Legg Mason Inc. (LM:US) jumped 7.5 percent, the biggest gain in the S&P 500, to $24.05. The money manager with 18 straight quarters of net redemptions plans to issue debt to help repurchase $1.25 billion of bonds from private-equity firm KKR & Co.
Facebook Inc. (FB:US) investors such as Accel Partners and Goldman Sachs Group Inc. increased the number of shares they’re selling in the social network’s initial public offering, boosting the sale to as much as $16 billion.
Existing holders will offer 241.2 million (FB:US) shares, bringing the total on offer to 421.2 million, a regulatory filing today shows. Accel, the biggest seller in the IPO, raised the amount it’s selling by 28 percent, while Goldman Sachs more than doubled its shares on offer.

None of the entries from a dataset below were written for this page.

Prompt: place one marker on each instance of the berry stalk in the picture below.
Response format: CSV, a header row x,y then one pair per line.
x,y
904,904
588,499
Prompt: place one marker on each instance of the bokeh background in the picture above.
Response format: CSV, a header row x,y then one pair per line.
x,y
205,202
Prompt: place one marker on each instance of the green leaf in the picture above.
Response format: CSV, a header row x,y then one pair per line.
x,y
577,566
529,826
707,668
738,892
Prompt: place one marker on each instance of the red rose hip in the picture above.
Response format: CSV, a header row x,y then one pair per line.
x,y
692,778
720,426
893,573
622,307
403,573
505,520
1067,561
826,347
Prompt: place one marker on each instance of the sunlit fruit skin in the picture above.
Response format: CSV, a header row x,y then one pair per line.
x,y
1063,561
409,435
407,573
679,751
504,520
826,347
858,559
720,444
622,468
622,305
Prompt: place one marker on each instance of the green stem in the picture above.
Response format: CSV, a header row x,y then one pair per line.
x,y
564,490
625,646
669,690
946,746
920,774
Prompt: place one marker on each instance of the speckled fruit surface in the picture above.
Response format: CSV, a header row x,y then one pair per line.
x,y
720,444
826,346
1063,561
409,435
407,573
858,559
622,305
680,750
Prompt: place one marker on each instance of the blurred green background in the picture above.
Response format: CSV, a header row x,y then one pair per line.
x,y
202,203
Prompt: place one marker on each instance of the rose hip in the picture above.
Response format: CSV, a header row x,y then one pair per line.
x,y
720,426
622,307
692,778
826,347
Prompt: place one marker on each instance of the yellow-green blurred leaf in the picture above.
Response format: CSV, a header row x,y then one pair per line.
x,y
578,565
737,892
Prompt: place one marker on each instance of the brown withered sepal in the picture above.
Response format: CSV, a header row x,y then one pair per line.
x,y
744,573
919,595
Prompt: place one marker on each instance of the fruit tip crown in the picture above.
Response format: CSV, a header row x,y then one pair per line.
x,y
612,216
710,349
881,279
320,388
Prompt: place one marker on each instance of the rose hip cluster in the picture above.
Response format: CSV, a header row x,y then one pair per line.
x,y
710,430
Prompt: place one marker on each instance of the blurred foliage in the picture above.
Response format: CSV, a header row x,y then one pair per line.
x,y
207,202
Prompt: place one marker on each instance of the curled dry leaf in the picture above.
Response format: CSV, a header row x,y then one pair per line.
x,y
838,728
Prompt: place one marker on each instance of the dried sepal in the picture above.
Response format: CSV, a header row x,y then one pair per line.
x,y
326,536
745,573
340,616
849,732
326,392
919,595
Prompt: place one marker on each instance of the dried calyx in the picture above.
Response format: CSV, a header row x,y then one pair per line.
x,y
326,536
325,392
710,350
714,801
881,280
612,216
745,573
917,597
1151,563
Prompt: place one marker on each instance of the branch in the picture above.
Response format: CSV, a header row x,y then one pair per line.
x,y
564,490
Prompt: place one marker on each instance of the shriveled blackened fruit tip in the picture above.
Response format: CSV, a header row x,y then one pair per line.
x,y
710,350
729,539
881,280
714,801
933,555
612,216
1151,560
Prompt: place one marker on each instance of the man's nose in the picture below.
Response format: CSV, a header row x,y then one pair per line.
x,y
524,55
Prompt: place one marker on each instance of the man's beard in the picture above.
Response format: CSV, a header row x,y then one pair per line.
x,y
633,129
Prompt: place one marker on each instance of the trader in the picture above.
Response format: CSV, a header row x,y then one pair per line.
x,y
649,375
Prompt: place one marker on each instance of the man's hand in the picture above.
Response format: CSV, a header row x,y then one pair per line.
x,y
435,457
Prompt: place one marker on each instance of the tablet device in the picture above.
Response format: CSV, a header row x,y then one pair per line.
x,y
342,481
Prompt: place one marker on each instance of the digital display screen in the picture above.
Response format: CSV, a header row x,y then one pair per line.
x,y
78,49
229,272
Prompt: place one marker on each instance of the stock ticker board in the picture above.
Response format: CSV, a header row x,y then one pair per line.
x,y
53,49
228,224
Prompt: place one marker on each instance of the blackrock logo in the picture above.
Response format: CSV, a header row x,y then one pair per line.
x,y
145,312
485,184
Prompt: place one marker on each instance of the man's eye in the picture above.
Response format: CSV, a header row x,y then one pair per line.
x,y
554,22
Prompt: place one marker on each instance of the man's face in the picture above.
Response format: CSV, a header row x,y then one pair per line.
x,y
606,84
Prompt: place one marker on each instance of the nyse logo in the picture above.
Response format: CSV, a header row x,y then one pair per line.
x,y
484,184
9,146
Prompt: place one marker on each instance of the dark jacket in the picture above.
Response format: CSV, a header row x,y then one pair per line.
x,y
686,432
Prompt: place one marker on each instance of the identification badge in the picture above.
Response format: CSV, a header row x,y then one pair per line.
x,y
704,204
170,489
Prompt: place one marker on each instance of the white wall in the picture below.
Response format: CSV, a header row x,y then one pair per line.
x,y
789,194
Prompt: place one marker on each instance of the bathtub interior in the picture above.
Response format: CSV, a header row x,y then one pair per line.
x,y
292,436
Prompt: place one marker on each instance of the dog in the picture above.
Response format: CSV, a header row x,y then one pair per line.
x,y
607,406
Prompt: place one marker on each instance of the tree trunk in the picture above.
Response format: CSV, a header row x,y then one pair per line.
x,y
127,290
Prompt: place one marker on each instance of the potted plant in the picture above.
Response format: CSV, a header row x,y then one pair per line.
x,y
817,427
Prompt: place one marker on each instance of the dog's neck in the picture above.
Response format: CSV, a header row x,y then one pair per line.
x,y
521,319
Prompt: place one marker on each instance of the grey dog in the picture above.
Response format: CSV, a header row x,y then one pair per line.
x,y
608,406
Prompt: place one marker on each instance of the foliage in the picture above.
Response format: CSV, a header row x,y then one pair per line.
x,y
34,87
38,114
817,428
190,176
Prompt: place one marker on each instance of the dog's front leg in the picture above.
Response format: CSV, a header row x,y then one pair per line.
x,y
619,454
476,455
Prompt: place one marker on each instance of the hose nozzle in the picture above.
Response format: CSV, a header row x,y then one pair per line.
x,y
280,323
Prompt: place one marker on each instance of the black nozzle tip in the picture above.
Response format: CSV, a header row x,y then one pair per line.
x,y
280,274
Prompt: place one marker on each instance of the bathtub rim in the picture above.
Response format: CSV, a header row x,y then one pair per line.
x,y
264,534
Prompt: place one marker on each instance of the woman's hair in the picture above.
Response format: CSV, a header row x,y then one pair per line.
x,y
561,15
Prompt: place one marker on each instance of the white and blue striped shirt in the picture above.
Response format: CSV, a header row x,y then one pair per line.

Facebook, girding for the largest-ever IPO of a technology company, yesterday boosted the offering’s price range to as much as $38 a share, indicating a market value as high as $104 billion. While the expanded IPO may mean the appetite for shares is strong, insiders’ decision to pare holdings further may heighten some investors’ concern over Facebook’s earnings growth, said Greenwood Capital’s Walter Todd.
“If the demand wasn’t there, they wouldn’t have upsized the deal,” said Todd, who oversees about $940 million as chief investment officer at the Greenwood, South Carolina-based firm. “On the other hand, when you see insiders unloading their stakes, you start to wonder why. I could see it turning some institutional investors off.”
Investors will be able to avoid losses in the broader equity market this year by buying stocks with larger-than- average dividends, said David Kostin, chief U.S. equity strategist at Goldman Sachs Group Inc.
“The scarcest commodity in the world is yield,” the New York-based strategist said in a radio interview today on “Bloomberg Surveillance” with Tom Keene and Ken Prewitt. “You have negligible returns” in most asset classes. “Where are you getting any income? You are going to get it in the form of dividends.”
Kostin has a year-end projection for the equities gauge of 1,250, according to a weekly survey by Bloomberg News. The S&P 500 has a dividend yield of 2.13 percent, according to Bloomberg data. Ten-year Treasuries yield 1.76 percent.